Era una hermosa tarde soleada de junio. Lady Armine estaba sentada frente a la Mansión mirando hacia el parque y ocupada en sus labores; mientras Sir Ratcliffe, recostado sobre el césped, leía para ella el último poema de Scott, que acababan de recibir del pueblo vecino.

—Ratcliffe, querido —dijo Lady Armine—, alguien se acerca.

—¿Un vagabundo, Constance?

—No, no, amor; levántate; es un caballero.

—¿Quién podrá ser? —dijo Sir Ratcliffe, poniéndose de pie—. Quizá sea tu hermano, querida. ¡Ah, no, es... es Glastonbury!

Y al pronunciar estas palabras corrió hacia adelante, saltó la verja de hierro que separaba su césped del parque, y no detuvo su rápido paso hasta alcanzar a un hombre de mediana edad y aspecto muy agradable, aunque ciertamente no inmaculado por el polvo, pues sin duda el visitante había viajado mucho y por largo tiempo.

—Mi querido Glastonbury —exclamó Sir Ratcliffe, abrazándolo y hablando bajo la influencia de una emoción en la que rara vez se permitía—, soy el hombre más feliz del mundo. ¿Cómo estás? Te presentaré a Constance enseguida. Está deseando conocerte y lista para quererte tanto como yo. ¡Oh, mi querido Glastonbury, no tienes idea de lo feliz que soy! Ella es un ángel perfecto.

—Estoy seguro de ello —dijo Glastonbury, con seriedad.

Sir Ratcliffe apresuró a su tutor. —Aquí está mi mejor amigo, Constance —exclamó con entusiasmo. Lady Armine se levantó y dio la bienvenida al señor Glastonbury con mucha cordialidad. —Su presencia, querido señor, le aseguro que ha sido largamente deseada por ambos —dijo, con una sonrisa encantadora.

—Nada de cumplidos, créame —añadió Sir Ratcliffe—; Constance nunca hace cumplidos.
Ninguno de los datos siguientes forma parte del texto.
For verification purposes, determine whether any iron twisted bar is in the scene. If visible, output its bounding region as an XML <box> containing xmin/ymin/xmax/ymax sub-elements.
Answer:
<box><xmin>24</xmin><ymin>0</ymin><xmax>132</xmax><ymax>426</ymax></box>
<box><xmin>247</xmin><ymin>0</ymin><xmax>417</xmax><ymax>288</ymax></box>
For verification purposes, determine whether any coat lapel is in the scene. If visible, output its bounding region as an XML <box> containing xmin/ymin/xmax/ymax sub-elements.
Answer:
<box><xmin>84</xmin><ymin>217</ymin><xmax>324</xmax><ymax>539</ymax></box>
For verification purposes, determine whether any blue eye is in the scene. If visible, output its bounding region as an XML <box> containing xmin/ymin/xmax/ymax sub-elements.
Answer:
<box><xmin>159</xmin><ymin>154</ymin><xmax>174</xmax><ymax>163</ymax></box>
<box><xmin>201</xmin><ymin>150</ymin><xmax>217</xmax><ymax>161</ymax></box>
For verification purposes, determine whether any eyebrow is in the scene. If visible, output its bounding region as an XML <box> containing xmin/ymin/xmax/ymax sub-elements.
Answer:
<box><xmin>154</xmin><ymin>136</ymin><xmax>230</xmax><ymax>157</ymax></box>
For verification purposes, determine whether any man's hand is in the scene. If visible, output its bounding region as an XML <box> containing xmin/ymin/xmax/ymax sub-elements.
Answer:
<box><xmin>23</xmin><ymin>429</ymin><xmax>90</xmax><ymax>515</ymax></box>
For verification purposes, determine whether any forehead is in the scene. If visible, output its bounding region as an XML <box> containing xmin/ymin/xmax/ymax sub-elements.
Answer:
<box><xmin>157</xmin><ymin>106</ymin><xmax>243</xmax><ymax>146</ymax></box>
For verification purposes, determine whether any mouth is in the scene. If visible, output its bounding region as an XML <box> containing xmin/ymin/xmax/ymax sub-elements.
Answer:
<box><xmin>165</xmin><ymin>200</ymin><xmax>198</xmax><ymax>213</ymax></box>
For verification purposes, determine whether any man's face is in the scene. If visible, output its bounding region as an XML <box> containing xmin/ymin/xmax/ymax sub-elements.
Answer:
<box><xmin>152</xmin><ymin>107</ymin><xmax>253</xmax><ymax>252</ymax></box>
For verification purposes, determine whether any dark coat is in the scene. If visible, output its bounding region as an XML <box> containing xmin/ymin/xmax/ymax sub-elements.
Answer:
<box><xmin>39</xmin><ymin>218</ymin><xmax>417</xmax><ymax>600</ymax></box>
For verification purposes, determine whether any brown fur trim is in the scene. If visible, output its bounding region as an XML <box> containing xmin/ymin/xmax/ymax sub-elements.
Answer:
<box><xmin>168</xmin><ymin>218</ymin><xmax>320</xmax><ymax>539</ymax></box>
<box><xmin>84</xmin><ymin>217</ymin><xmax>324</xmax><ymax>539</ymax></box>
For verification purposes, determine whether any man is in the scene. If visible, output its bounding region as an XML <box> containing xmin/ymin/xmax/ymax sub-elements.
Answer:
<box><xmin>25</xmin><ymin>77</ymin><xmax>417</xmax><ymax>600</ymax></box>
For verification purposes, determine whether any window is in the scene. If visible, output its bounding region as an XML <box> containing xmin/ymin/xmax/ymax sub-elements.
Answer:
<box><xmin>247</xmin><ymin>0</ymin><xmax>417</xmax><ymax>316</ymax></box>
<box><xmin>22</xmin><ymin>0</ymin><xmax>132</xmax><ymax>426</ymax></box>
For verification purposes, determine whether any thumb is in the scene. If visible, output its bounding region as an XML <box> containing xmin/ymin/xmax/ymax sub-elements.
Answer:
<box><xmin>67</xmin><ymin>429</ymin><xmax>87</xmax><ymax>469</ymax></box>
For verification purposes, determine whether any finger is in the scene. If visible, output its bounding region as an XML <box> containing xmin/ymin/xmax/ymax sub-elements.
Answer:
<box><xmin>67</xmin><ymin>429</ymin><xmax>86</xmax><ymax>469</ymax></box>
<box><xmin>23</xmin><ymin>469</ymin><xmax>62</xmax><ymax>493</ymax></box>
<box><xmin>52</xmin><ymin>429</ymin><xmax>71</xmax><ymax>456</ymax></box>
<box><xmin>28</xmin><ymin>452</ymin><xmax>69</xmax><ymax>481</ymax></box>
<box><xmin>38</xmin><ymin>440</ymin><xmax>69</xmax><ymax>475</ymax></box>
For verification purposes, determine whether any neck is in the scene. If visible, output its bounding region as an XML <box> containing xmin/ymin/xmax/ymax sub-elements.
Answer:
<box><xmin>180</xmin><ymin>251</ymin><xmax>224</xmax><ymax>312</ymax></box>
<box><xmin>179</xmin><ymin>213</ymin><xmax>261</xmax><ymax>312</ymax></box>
Ella misma eligió tu habitación. Siempre la llama la habitación del señor Glastonbury.

—Ah, señora —dijo el señor Glastonbury, posando muy suavemente la mano sobre el hombro de Sir Ratcliffe, y con la intención de decir algo afortunado—, conozco bien a este querido joven; y siempre he pensado que quien pudiera reclamar este corazón debería considerarse una mujer muy afortunada.

—Y así se considera quien lo posee —respondió Lady Armine con una sonrisa.

Sir Ratcliffe, después de que pasara un cuarto de hora conversando, dijo: —Vamos, Glastonbury, has llegado en buen momento, pues la cena está cerca. Permíteme mostrarte tu habitación. Temo que hayas tenido un día caluroso de viaje. Gracias a Dios, estamos juntos de nuevo. Dame tu bastón; yo lo cuidaré, no te preocupes por eso. Por aquí. ¿Has visto antes la vieja Mansión? Cuidado con ese escalón. Oye, Constance —dijo Sir Ratcliffe en voz baja, volviendo corriendo hacia su esposa—, ¿qué te ha parecido?

—Me ha gustado mucho, de verdad.

—¿Pero de verdad?

—De verdad, de veras.

¡Ángel! exclamó el complacido sir Ratcliffe.